Par Sophie Flouquet · Le Journal des Arts

Le 15 novembre 2011 - 1662 mots

Ancien ministre, ancien sénateur, Jack Ralite dresse un bilan de la politique culturelle de la Rue de Valois et de ses ministres.

Né en 1928, ancien journaliste à L’Humanité, élu d’Aubervilliers, en Seine Saint-Denis (entre 1959 et 2008) puis député communiste (1973-1981), Jack Ralite a été ministre de la Santé puis de l’Emploi entre 1981 et 1984. Sénateur depuis 1995, il a quitté le Palais du Luxembourg à l’occasion des dernières élections sénatoriales, en septembre. Membre actif de la commission des affaires culturelles et brillant orateur, Jack Ralite a souvent ranimé par ses discours enflammés les mornes séances publiques du Sénat. Il commente l’actualité.

Sophie Flouquet : Vous avez quitté le Palais du Luxembourg à l’occasion des dernières élections. Quel regard portez-vous sur le rôle joué par le Sénat en matière culturelle ?

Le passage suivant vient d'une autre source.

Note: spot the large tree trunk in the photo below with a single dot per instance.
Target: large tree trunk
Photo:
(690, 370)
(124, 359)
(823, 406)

Jack Ralite : J’ai été député, avant 1981, et j’étais sénateur depuis 1995. Il y a une évidence, c’est que le Sénat étudie beaucoup plus en profondeur les textes que l’Assemblée nationale. Nous allons beaucoup plus loin car il existe ici des gens, de tous bords, très attachés à la question culturelle. Toutefois, du point de vue politique, le rôle du Sénat est plus contestable. Beaucoup de choses intéressantes sont débattues avant d’être rabotées. Ce qui me frappe aujourd’hui, c’est aussi que de plus en plus de textes sont d’abord traités par la commission des finances, donnant l’impression que la commission des affaires culturelles n’est là que pour rendre un avis.

S. F. : Quels ont été vos grands combats au Sénat ?
J. R. : Il y en a eu plusieurs ! L’alerte sur Google est partie du Sénat. Quand j’ai lu dans la presse, au mois d’août 2009, la tribune de Jean-Noël Jeanneney, je l’ai immédiatement appelé. J’ai ensuite pu faire une intervention sur ce sujet au nom de la commission des affaires culturelles, puis il y a eu ce colloque à la Bibliothèque nationale de France. Tout cela a permis d’infléchir les choses, même si Google continue à avancer. Plus récemment, en mai, nous avons gagné l’achat par l’État des archives de Robespierre. Je suis intervenu au Sénat et une députée socialiste a fait de même à l’Assemblée nationale. Il y avait une réelle hargne, mais nous avons gagné. Certains fonctionnaires avaient même dit qu’une photocopie ferait l’affaire !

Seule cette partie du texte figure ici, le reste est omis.